Hellinsia auster

Scientific classification
- Domain: Eukaryota
- Kingdom: Animalia
- Phylum: Arthropoda
- Class: Insecta
- Order: Lepidoptera
- Family: Pterophoridae
- Genus: Hellinsia
- Species: H. auster
- Binomial name: Hellinsia auster (Barnes & Lindsey, 1921)
- Synonyms: Oidaematophorus auster Barnes & Lindsey, 1921;

= Hellinsia auster =

- Genus: Hellinsia
- Species: auster
- Authority: (Barnes & Lindsey, 1921)
- Synonyms: Oidaematophorus auster Barnes & Lindsey, 1921

Species of plume moth

Hellinsia auster is a moth of the family Pterophoridae that is found in the U.S. state of Arizona (including the type location, Mohave County). The species was first described by William Barnes and Arthur Ward Lindsey in 1921.

The wingspan is 20–27 mm. The head is blackish brown, white between antennae, which are dark with a white line above, sometimes broken into dots.
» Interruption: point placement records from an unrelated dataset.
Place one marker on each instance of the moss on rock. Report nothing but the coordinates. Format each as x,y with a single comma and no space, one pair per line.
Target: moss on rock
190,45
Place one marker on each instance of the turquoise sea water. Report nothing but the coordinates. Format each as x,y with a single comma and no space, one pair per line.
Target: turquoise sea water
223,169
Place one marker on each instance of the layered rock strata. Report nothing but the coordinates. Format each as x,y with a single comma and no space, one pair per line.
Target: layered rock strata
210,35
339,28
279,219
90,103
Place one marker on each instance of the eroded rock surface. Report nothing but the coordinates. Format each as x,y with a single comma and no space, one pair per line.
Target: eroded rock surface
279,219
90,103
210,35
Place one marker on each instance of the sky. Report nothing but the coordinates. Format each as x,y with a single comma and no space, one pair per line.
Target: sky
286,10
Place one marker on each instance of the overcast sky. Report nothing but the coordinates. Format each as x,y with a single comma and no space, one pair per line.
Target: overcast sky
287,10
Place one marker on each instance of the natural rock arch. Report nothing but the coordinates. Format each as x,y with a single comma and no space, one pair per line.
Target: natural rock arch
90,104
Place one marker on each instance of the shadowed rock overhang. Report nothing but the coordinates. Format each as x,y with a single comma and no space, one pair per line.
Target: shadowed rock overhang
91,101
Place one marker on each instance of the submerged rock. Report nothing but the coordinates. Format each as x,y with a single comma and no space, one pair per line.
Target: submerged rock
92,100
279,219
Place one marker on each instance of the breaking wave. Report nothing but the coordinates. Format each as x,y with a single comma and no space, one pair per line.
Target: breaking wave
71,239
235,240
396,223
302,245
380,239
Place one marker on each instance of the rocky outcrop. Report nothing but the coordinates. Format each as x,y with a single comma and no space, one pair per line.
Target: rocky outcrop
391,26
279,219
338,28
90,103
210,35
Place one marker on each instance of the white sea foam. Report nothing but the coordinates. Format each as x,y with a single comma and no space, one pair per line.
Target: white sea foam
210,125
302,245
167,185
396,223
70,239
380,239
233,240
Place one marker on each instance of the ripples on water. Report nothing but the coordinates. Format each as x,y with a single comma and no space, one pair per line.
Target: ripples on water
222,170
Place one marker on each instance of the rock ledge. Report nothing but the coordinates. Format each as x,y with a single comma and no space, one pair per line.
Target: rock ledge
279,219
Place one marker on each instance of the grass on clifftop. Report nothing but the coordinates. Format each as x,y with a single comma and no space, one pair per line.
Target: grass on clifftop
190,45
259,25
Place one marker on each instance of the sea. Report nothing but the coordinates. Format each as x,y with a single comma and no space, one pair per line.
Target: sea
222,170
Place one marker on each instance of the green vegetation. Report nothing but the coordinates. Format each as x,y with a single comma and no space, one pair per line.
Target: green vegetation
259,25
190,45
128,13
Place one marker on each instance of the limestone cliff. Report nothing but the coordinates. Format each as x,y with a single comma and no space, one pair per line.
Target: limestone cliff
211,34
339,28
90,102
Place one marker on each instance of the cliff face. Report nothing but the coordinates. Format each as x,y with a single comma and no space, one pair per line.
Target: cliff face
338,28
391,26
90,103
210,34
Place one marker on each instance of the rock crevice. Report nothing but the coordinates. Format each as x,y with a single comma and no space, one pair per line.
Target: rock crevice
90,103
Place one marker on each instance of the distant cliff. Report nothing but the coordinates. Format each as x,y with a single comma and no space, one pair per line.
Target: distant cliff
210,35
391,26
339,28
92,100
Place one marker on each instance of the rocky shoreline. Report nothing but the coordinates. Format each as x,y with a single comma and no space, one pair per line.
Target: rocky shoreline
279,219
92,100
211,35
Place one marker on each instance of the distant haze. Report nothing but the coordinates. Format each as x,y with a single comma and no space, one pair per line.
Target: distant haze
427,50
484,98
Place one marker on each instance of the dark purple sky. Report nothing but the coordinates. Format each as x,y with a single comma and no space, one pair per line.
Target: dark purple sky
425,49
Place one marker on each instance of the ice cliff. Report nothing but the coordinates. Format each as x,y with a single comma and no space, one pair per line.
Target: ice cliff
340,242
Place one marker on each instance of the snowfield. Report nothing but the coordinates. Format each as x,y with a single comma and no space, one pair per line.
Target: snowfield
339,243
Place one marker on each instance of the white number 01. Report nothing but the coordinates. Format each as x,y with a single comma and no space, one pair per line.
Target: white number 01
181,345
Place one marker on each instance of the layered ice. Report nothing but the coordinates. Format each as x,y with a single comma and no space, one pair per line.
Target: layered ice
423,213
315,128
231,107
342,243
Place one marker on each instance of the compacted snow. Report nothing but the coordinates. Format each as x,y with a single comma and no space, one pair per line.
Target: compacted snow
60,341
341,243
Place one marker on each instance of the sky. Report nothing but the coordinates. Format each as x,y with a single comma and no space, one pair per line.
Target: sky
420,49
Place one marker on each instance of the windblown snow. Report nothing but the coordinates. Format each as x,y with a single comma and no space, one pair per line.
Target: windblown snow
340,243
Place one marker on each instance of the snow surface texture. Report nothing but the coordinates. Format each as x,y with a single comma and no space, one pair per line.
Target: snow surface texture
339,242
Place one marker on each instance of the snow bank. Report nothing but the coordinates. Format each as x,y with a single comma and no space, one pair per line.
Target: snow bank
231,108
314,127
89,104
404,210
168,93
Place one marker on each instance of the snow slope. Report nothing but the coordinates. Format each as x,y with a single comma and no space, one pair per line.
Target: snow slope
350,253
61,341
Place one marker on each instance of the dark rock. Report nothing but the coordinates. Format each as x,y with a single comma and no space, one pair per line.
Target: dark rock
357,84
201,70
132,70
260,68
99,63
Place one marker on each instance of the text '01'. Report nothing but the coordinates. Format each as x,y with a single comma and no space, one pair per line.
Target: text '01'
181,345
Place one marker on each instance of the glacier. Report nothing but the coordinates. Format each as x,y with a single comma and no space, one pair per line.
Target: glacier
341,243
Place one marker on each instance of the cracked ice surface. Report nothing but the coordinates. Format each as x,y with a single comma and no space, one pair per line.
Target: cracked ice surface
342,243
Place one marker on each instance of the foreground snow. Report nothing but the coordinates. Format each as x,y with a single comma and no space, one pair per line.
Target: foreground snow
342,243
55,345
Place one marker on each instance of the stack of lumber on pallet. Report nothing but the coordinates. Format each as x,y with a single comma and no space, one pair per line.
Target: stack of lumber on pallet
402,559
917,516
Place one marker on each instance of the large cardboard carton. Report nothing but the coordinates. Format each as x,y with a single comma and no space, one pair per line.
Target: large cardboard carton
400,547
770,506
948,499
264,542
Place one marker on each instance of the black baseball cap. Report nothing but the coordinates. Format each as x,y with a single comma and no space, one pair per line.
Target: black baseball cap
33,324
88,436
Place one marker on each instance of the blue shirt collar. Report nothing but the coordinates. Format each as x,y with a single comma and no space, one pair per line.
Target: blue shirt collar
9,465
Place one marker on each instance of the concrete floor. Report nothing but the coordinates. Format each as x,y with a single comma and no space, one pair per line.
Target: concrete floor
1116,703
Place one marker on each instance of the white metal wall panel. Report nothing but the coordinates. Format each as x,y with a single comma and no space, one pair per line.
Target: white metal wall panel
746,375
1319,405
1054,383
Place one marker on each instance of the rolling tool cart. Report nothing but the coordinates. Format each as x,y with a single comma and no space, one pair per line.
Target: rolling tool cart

The thorax is whitish, although the scales are lightly tipped with gray brown, more heavily in a band which crosses the thorax. The abdomen is gray brown with a few white scales. Above it is marked with two white stripes which contain a pair of diverging black streaks on each segment. In the posterior half of the abdomen, the bases of each pair of streaks are connected by a broad dorsal dash in the posterior margin of the preceding segment. There are also some blackish lateral dashes and two pale ventral stripes. The forewings are clothed with mixed white and brownish-gray scales and more or less sprinkled with black. The hindwings and their fringes are brownish gray.

Adults have been recorded in May, August and September.